[SOLVED] Windows 10 GPU Passthrough driver crash


coopooc

Recommended Posts

Well, I think I've exhausted every option, I need some help. 


Problem:

The second I (or windows update) attempts to install Nvidia drivers my Windows 10 VM crashes, attempts to boot a few times and enters Automatic Recovery. 

 

I've seen a hundred of these threads, believe me, I've read them all. Here's what I have:

Unraid 6.7.0

MSI x470 11/06/2018 Bios

EVGA Geforce 1080 FTW Latest vbios

Ryzen 2700x

Other stuff. 

Booting UEFI (no passthrough works without UEFI booting.

 

This has been a long battle so far. I've made slow progress. 

 

Here's what I've tried:

Updated the mobo bios to the reported good version from some other thread here. Apparently the new ones are broken.

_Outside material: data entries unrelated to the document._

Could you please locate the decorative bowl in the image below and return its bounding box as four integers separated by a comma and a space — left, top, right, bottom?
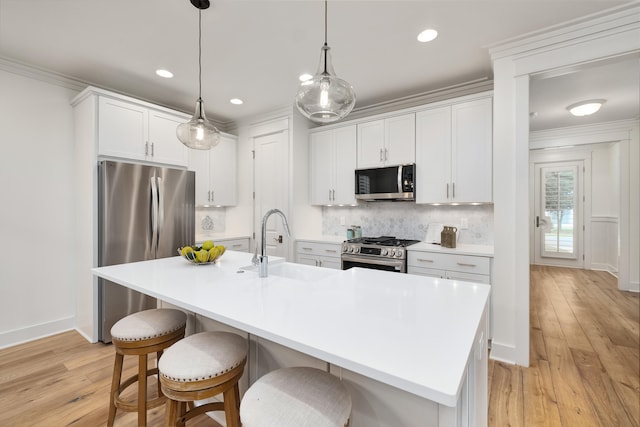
178, 242, 225, 265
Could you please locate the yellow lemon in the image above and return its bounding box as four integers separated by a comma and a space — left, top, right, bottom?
196, 249, 209, 262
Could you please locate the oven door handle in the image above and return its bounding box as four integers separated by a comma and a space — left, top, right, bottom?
342, 254, 403, 267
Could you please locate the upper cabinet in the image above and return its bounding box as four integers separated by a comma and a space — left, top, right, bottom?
416, 97, 493, 203
357, 113, 416, 169
310, 125, 356, 205
189, 134, 237, 206
98, 96, 188, 167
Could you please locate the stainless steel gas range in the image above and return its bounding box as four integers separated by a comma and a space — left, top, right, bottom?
342, 236, 419, 273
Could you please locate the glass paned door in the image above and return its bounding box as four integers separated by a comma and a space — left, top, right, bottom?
535, 162, 582, 266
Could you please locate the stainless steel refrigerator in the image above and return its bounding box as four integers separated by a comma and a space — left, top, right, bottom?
98, 160, 195, 342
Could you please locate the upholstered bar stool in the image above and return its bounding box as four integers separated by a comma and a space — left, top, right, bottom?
107, 308, 187, 426
240, 367, 351, 427
158, 332, 247, 427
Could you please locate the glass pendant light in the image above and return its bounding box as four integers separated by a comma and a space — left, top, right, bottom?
176, 0, 220, 150
296, 0, 356, 123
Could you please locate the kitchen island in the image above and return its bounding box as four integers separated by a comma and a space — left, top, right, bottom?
93, 251, 490, 427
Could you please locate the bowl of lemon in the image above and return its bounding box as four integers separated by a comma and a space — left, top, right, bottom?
178, 240, 225, 265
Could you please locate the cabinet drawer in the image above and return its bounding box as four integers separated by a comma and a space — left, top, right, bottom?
296, 240, 342, 258
407, 251, 491, 275
407, 265, 445, 279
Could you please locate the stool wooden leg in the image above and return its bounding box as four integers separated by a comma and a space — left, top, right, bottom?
223, 383, 240, 427
138, 354, 148, 426
164, 400, 178, 427
156, 350, 164, 397
107, 353, 124, 427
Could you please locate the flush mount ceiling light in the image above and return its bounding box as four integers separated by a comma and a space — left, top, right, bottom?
418, 28, 438, 43
567, 99, 606, 116
176, 0, 220, 150
296, 0, 356, 123
156, 68, 173, 79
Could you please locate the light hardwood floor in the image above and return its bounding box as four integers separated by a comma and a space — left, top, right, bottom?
0, 267, 640, 427
489, 266, 640, 427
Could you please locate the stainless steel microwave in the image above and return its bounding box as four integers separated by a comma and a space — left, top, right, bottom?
356, 164, 416, 201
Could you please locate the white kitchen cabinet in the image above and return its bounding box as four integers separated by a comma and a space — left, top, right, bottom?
309, 125, 356, 205
416, 97, 493, 203
98, 96, 188, 167
189, 134, 237, 206
296, 240, 342, 270
357, 113, 416, 169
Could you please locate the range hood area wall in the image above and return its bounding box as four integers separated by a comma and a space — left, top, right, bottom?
322, 202, 493, 245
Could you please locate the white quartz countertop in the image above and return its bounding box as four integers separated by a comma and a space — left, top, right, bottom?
93, 251, 490, 406
407, 242, 493, 258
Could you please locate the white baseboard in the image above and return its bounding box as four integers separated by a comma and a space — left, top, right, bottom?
0, 317, 76, 349
489, 339, 518, 365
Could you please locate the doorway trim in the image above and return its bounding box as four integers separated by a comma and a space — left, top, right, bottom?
489, 3, 640, 366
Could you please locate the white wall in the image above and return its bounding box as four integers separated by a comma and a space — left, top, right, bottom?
0, 64, 78, 348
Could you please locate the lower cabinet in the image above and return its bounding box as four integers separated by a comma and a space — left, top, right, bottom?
296, 240, 342, 270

I updated the GPU's vbios to the latest version. I couldn't get UEFI to boot with the original vbios.

 

Every conceivable combination of OVMF, SeaBios, Q35, Hyper-Threading on/off. 

I've ended up with Q35.1, SeaBios and HyperThreading on (but off works the same). This is the ONLY combination that will ever output anything to HDMI.

 

I've moved the GPU to different slots, added a second GPU, dumped the vbios and downloaded and modified the vbios from techpowerup. 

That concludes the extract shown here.